After I press connect, this GA property of my site is now added to Data Studio as a source of data.

The minute you choose the right property, you would see all the dimensions and metrics that Google Analytics has. This is a pretty exhaustive list and you can import most of these into Data Studio.

GA Fields Imported as Dimensions and Metrics
GA Fields Imported as Dimensions and Metrics

Now that the important fields are linked (do check the respective fields you want to pull), we can go on to using a report template.

List of my Data Sources
List of my Data Sources

The screenshot shows the recently added data source.

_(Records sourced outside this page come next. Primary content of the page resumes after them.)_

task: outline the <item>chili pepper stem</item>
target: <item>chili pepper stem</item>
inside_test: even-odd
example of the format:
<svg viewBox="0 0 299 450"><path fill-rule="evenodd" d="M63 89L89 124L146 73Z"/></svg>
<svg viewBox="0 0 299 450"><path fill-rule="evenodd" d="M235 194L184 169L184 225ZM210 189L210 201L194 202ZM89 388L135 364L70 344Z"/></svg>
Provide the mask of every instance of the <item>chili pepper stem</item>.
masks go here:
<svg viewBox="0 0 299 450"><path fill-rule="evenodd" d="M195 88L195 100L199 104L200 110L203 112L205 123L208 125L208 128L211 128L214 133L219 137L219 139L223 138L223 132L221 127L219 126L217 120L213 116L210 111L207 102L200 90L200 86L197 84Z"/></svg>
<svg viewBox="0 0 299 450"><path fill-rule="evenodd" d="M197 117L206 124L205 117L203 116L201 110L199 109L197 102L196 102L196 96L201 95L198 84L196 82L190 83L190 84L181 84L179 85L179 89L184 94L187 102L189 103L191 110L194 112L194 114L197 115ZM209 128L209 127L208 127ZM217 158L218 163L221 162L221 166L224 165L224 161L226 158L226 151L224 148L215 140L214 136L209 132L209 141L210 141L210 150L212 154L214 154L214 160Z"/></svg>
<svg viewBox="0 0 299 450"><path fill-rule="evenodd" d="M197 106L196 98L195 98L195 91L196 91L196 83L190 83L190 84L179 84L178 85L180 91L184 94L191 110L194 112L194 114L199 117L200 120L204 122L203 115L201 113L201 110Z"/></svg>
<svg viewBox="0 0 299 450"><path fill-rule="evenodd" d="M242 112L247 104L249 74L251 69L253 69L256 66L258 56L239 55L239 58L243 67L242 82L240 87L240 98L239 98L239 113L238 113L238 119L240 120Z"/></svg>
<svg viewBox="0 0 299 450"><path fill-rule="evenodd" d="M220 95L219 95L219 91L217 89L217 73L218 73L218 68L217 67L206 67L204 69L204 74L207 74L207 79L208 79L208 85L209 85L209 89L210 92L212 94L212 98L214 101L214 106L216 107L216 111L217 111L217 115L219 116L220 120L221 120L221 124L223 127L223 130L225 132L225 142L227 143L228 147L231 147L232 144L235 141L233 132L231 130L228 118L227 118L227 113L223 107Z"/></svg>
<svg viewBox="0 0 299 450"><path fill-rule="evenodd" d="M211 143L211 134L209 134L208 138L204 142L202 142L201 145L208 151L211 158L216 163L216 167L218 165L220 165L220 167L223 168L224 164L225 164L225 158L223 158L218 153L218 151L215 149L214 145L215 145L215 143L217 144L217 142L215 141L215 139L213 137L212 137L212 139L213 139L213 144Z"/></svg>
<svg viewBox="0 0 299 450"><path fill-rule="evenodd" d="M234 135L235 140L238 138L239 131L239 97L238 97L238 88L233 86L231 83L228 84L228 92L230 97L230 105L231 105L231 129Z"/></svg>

Great! We are all set to creating awesome reports!

Using Report Templates

We would be using the Acme Marketing template that’s there in the account. It broadly shows basic user level data in one simple report.

Keep in mind that Data Studio reports can span across multiple pages, but for this guide we are sticking to a one-pager.

Go back to your dashboard and choose the Acme Report template.

Acme Data Studio Template
Acme Data Studio Template

Click on the Use Template button, and now this is the most important point when it comes to using Data Studio report templates, choose your own data source.

Selecting the right Data Source
Selecting the right Data Source

Something for beginners to keep in mind again, is that if you choose the wrong data source (for e.g. of the default ones provided), then the report would be generated, however the data won’t be yours!

If in case, you have done this, it’s easy to change the data source after you have created the report.

Let’s move on to customizing the report

 

Customizing the Report
Customizing the Report

What I did was choose the Acme logo, and change it to the Big Fat Geek logo! A small change in the header color, and I have a branded look for the template.

This is what the finished report now looks like –

Finished Report
Finished Report

Using Data Studio

The cool part of Data Studio now shines through. What I have is a report which talks to data in real time. So I can change my data range, and my report updates!

This report can now be shared with my team or my reporting manager or clients without worrying about giving access to all the dimensions and metrics.

Data Studio Working Report
Data Studio Working Report

That’s all for today folks! It’s your turn to go and try out this tool and churn out spectacular looking reports.